Who’s afraid of social media?
The NFL, the Southeastern football conference, ESPN, the Marines, J. Crew. The list of companies and organizations that are banning or trying to restrict the use of Twitter, Facebook, YouTube, etc. is growing.
The latest hullabaloo involves SEC football. The SEC said it was banning ticket-bearing fans from sharing information about live games. The policy’s language says a lot about the difficulty of the goal here:
“No Bearer may produce or disseminate (or aid in producing or disseminating) any material or information about the Event, including, but not limited to, any account, description, picture, video, audio, reproduction or other information concerning the Event, other than in speech that cannot be restricted under the First Amendment, in any form.”
I have no idea what that means, but I’m fairly confident the Supreme Court will uphold my right to tweet “He’s at the 10. He’s at the 5. Touchdown!” if I so chose.

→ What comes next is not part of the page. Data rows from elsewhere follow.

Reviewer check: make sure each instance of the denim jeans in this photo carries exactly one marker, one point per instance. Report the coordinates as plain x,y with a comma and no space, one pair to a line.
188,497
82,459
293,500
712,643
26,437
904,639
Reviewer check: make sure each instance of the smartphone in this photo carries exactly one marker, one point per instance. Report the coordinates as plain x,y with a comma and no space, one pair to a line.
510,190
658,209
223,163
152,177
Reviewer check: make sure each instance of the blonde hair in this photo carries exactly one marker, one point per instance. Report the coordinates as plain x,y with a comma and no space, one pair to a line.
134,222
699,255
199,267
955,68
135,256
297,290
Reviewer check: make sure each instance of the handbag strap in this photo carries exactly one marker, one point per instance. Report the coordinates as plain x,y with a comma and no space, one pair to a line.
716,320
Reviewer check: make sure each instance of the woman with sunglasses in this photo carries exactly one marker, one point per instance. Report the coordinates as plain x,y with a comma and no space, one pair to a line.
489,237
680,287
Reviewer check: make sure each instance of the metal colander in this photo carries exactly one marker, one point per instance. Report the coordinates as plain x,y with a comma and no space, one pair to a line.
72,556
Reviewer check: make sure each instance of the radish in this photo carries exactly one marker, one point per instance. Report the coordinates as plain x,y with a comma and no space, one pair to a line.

The SEC is mainly worried about fans uploading videos, but the policy went way beyond that, and it sparked a lot of anger. The SEC got the message and is said to be tweeting (I mean tweaking) the language. From today’s Charlotte Observer:
“I know what’s being written,” said conference spokesman Charles Bloom. “The thought process is to get it loosened up a bit.” Bloom expects a revision to be finished in a day or two.
The SEC is trying to protect its $3billion, 15-year contract with CBS and ESPN, which have video rights to its sporting events. A restriction on fans posting videos is “tougher to move,” Bloom said. “The main concern is videos.”
So, can fans post photos to Twitter and Facebook from the games? That remains to be seen, Bloom said. He indicated that fans would probably be able to tweet from the stands. But he confirmed that, under the current policy, that is forbidden.
On the pro level, the NFL doesn’t have a social media policy, but it’s working on one. At least two teams, the Green Bay Packers and Miami Dolphins, have banned Twitter. From the New York Times:
Football coaches are a password-protected lot, preferring to dispense so little information that most days, they would struggle to fill 140 characters. They worry that the casual nature of Twitter could inspire the budding bloggers in their locker rooms to inadvertently disclose more than they should about injuries, game plans and what is said behind closed doors.
ESPN has a new policy too, and it’s designed to control the message. From CNET:
In the memo, ESPN tells employees that it is “currently building and testing modules designed to publish Twitter and Facebook entries simultaneously” on ESPN Web sites and mobile platforms, and it plans to roll out the modules this fall.
“Personal websites and blogs that contain sports content are not permitted,” according to the memo. But, it says, “If ESPN.com opts not to post sports related social media content created by ESPN talent, you are not permitted to report, speculate, discuss or give any opinions on sports related topics or personalities on your personal platforms(.)”
Of course, this issue goes beyond sports. Here’s J. Crew’s policy on social media:
Do not engage in blogging using any company resources.
Refrain from referencing J.Crew in any personal blogging.
Do not represent yourself as a spokesperson for the company, intentionally or unintentionally. Identifying yourself as an associate has the ability to confer “insider” status to your thoughts and opinions.
Information gained from work activities or company communications is confidential, and should be treated accordingly.
Do not defame or otherwise discredit the company, its products, services, associates, customers, and vendors.
Do not use the company’s logos, trademarks, proprietary graphics or photographs.
Guess how I got a hold of this? It was leaked by an employee to a blogger.
What do you think about these policies?
Uh, unless telling me might get you fired.